Luminol was first used to analyze a crime scene in Germany in 1937. Since then, it has become a very popular tool for Crime Scene Investigators (CSIs) to use to reveal blood stains at a crime scene because of its extreme sensitivity to metal catalysts and its affordability. Even the world's best criminal has a difficult time cleaning all traces of blood at their crime scene. A basic luminol solution combined with hydrogen peroxide and a thickening agent can be sprayed on surfaces with suspected blood traces. The solution will glow if catalyzed by the presence of a metal ion, such as iron in blood hemoglobin. The iron can be in a concentration as small as 1 part per million for the luminol to glow. CSIs will then either photograph or videotape the area since luminol will only glow intensely for 10 seconds. This piece of evidence can help determine the point of attack, blood splatter patterns, bloody shoe prints, drag marks, or weapon prints.
There are a few problems with using luminol, however. First, luminol is only a presumptive test. It can lead the CSIs to investigate a particular area further but it cannot positively confirm the presence of blood and will not be allowed to prove such in a criminal investigation. Luminol can be catalyzed by substances such as bleach, copper, potassium permanganate (found in many dyes), saliva, brain tissue, bone marrow, rust, and vegetable enzymes. These can make luminol glow and creates a "false positive" test for blood. Secondly, luminol can destroy some genetic markers in cell DNA. It should not be used if the evidence needs to be preserved for genetic analysis. Thirdly, it can smear bloody impressions and make prints and splatters more difficult to analyze. This can be decreases by adding a thickening agent to the luminol solution.

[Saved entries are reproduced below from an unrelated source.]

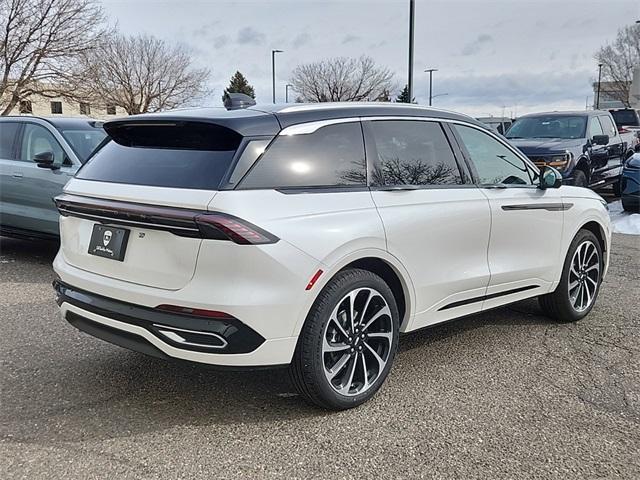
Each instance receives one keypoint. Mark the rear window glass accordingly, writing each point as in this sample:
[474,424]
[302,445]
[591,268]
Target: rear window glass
[84,141]
[332,156]
[188,155]
[625,118]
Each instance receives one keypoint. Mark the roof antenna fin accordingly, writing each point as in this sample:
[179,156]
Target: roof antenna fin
[236,101]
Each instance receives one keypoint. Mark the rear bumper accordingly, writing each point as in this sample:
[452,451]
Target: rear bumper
[223,342]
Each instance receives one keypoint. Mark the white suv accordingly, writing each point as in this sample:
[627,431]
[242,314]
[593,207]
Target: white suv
[312,235]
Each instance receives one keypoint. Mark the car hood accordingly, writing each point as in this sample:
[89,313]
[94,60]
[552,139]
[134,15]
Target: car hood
[542,146]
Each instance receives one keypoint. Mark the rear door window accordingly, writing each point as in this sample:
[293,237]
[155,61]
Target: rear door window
[186,155]
[413,153]
[8,140]
[332,156]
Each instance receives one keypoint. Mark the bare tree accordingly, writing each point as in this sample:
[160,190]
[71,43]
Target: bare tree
[341,79]
[141,74]
[40,43]
[618,61]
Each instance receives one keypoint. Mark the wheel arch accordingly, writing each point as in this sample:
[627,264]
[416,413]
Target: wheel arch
[380,262]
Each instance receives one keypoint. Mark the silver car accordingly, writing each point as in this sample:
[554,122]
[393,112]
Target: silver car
[37,158]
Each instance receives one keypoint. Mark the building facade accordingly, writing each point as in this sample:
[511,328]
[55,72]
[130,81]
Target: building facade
[51,107]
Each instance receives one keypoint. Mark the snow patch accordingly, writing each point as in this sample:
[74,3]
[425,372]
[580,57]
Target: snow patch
[623,222]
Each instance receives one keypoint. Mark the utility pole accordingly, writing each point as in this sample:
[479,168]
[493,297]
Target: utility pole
[412,14]
[273,72]
[430,71]
[599,82]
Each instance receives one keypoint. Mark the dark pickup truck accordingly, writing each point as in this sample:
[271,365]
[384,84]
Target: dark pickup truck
[585,146]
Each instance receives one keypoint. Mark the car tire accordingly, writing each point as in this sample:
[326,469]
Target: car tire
[617,189]
[322,375]
[627,207]
[580,179]
[576,294]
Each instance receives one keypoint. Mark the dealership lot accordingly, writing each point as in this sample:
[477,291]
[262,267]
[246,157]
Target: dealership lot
[505,394]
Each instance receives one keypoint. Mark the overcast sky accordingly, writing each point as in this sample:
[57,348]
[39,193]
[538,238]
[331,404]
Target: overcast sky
[523,55]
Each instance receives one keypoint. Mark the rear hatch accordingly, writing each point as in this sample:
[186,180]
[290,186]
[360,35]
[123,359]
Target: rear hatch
[130,212]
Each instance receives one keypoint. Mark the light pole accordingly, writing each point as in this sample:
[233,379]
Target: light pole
[439,95]
[430,71]
[412,14]
[599,81]
[273,72]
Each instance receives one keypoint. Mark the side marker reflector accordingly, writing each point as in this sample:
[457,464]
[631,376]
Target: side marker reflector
[313,280]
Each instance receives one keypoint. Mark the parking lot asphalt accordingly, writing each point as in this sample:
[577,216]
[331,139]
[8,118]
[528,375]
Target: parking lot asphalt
[504,394]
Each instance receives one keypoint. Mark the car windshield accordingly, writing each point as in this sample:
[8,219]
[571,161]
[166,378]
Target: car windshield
[550,126]
[84,140]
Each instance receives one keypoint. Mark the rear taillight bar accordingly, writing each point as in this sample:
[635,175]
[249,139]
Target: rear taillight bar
[179,221]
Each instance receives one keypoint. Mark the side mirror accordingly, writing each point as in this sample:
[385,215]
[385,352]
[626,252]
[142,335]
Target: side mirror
[46,160]
[550,178]
[600,140]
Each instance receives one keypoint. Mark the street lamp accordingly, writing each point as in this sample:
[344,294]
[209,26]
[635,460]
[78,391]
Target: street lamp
[412,13]
[273,72]
[430,71]
[599,82]
[439,95]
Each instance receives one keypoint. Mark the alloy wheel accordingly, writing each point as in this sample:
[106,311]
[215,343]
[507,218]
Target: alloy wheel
[584,276]
[357,341]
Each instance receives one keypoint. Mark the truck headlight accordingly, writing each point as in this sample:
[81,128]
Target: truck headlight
[560,161]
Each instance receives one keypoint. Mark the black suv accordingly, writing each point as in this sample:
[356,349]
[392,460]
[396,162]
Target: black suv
[585,146]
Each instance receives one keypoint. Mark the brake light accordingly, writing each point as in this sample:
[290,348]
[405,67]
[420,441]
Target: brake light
[313,280]
[195,312]
[221,226]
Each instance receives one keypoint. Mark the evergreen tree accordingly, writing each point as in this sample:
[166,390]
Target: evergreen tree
[403,97]
[238,84]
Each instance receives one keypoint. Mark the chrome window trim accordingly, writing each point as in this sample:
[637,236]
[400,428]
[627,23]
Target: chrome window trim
[311,127]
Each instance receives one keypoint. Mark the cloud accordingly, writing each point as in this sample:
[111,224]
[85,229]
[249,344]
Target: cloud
[251,36]
[301,39]
[220,41]
[478,45]
[350,39]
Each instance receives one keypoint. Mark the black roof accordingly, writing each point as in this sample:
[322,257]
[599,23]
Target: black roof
[270,119]
[572,113]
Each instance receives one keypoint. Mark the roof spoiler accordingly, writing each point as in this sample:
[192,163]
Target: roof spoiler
[236,101]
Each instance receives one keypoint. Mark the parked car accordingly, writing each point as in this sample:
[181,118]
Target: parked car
[585,146]
[626,118]
[312,235]
[37,158]
[631,184]
[496,124]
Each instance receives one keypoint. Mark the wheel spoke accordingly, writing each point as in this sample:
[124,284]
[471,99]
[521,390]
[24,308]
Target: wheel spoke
[365,373]
[383,311]
[340,327]
[335,347]
[366,305]
[376,356]
[388,336]
[351,369]
[352,364]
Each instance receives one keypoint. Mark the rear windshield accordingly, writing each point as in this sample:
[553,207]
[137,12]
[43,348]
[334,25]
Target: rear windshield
[84,141]
[625,118]
[186,155]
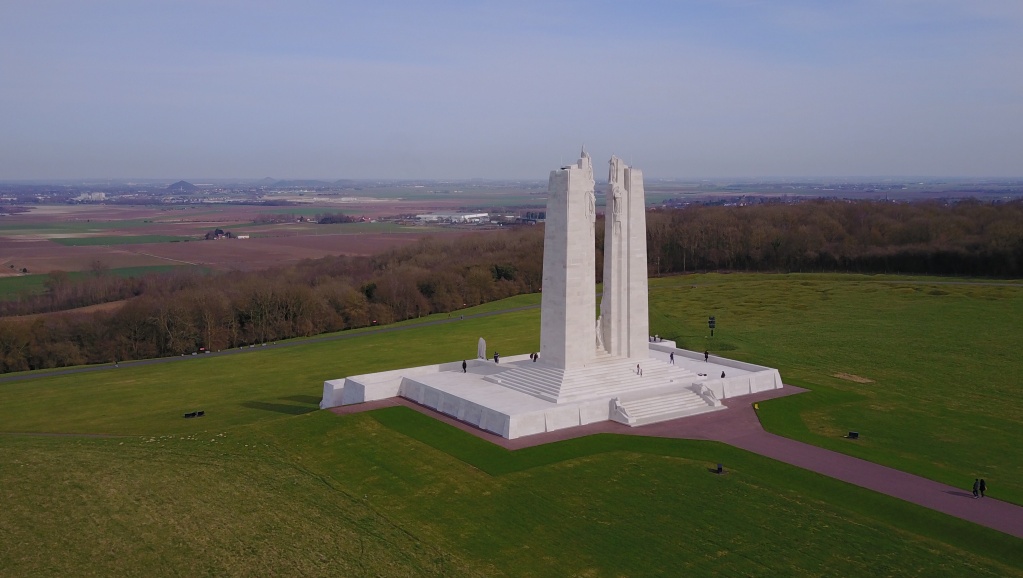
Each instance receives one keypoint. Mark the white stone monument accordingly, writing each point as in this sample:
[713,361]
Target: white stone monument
[590,368]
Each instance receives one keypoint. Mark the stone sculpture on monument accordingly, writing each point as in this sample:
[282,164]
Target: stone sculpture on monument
[590,368]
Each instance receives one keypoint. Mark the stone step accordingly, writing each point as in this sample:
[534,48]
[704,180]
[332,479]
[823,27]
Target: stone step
[664,406]
[603,378]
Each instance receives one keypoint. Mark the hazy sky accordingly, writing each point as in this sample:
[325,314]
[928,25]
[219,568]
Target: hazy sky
[449,89]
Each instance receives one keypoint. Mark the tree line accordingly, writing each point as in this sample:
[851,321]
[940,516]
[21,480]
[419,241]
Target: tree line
[180,313]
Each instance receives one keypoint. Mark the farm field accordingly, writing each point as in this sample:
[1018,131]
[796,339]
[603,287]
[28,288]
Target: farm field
[12,285]
[265,483]
[71,237]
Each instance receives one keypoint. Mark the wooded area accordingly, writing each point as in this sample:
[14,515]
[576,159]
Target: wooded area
[174,314]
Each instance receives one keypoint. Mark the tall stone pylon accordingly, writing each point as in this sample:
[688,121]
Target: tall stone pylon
[568,305]
[624,321]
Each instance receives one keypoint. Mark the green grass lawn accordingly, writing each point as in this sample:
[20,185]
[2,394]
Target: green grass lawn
[943,359]
[266,484]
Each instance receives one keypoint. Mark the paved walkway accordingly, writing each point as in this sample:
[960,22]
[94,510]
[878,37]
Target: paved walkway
[740,427]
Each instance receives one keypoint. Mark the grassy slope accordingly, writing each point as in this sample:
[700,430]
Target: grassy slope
[944,400]
[266,484]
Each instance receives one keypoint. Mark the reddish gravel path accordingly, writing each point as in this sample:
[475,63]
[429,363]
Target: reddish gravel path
[740,427]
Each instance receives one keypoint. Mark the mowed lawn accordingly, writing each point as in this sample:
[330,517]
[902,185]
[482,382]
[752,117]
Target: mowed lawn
[266,484]
[943,360]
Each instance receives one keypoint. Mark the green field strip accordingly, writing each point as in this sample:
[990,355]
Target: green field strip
[120,239]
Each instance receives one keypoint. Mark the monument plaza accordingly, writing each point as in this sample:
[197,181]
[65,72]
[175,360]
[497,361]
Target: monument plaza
[590,367]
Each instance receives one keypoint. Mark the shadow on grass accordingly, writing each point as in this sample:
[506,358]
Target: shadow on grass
[496,460]
[303,399]
[278,407]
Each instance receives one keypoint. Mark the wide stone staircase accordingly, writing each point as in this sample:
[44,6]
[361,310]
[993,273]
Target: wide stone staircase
[605,376]
[661,406]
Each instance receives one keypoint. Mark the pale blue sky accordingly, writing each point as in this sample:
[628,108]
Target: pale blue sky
[450,89]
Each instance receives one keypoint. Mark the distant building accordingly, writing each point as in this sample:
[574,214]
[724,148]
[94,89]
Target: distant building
[473,218]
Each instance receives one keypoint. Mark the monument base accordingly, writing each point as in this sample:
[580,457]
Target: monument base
[485,396]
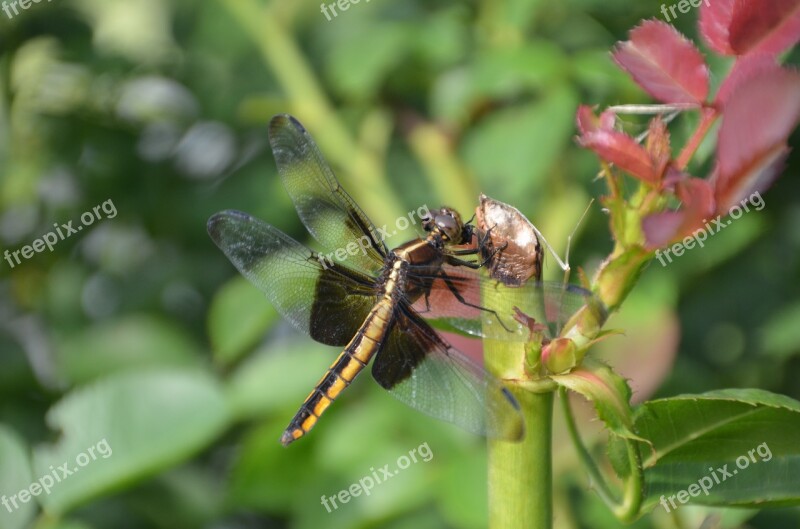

Biology and Chemistry Research

In biology research, luminol can be used as a visible marker in substances that contain metal ions. Luminol can detect proteins and DNA in very small concentrations. It is a helpful genetic tool in probes and fingerprinting as long as the substance does not need to be preserved. It can be used as a substrate in western blot analyses.
In chemistry research, the concentration of a metal ion can be detected using luminol, if the researcher is not concerned about preserving the product. Also, reaction rate analysis of oxidizers such as hydrogen peroxide can be tracked by the intensity of the glow of luminol.


Luminol (and similar compounds) have been profitable for many people and businesses. It is used and sold as an emergency light source for vehicles, businesses, schools, and the military. Glowsticks are occasionally made using luminol, which are sold at many events. They are always a popular item at Halloween time to keep children safe while trick-or-treating.